When I set config["dueling"]=False
, I expect to run the raw DQN in which the network returns the Q-values of each action. But, the network returns one node for the value, and the advantage value of each action. Basically, it seems that it still runs the Dueling DQN algorithms.

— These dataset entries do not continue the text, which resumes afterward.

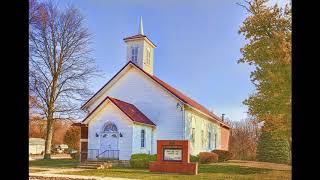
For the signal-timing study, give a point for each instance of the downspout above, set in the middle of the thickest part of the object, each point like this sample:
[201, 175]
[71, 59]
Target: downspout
[183, 124]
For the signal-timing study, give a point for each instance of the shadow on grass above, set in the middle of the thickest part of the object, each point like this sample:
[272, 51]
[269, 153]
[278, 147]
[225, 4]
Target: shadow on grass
[54, 163]
[231, 169]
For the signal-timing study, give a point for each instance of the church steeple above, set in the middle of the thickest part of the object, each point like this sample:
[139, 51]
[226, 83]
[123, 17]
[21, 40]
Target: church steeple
[140, 27]
[140, 50]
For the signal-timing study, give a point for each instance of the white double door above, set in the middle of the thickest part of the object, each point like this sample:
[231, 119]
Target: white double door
[109, 141]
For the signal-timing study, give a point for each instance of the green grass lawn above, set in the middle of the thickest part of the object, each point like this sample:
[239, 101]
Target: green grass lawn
[36, 170]
[55, 163]
[212, 171]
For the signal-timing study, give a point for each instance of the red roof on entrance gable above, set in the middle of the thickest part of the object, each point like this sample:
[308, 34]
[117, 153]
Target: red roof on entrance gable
[129, 109]
[174, 91]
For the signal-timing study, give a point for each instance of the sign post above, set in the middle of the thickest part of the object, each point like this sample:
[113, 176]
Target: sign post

Here is the name of the layers and their size which I got by calling agent.get_weights()
:
'_convs.0._model.1.weight' = {ndarray: (16, 4, 8, 8)}
'_convs.1._model.1.weight' = {ndarray: (32, 16, 4, 4)}
'_convs.1._model.1.bias' = {ndarray: (32,)}
'_convs.2._model.0.weight' = {ndarray: (256, 32, 11, 11)}
'_convs.2._model.0.bias' = {ndarray: (256,)}
'_value_branch._model.0.weight' = {ndarray: (1, 256)}
'_value_branch._model.0.bias' = {ndarray: (1,)}
'advantage_module.dueling_A_0._model.0.weight' = {ndarray: (256, 256)}
'advantage_module.dueling_A_0._model.0.bias' = {ndarray: (256,)}
'advantage_module.A._model.0.weight' = {ndarray: (4, 256)}
'advantage_module.A._model.0.bias' = {ndarray: (4,)}
from ray.rllib.agents.dqn import DQNTrainer, DEFAULT_CONFIG
config = DEFAULT_CONFIG.copy()
config['num_cpus_per_worker'] = 8
config["double_q"] = False
config["framework"] = "torch"
config["dueling"] = False
config["prioritized_replay"] = False
agent = DQNTrainer(config, 'BreakoutNoFrameskip-v0')
Ray version, Python version, OS: ray 1.5.1, torch 1.7.0, Cent OS 7.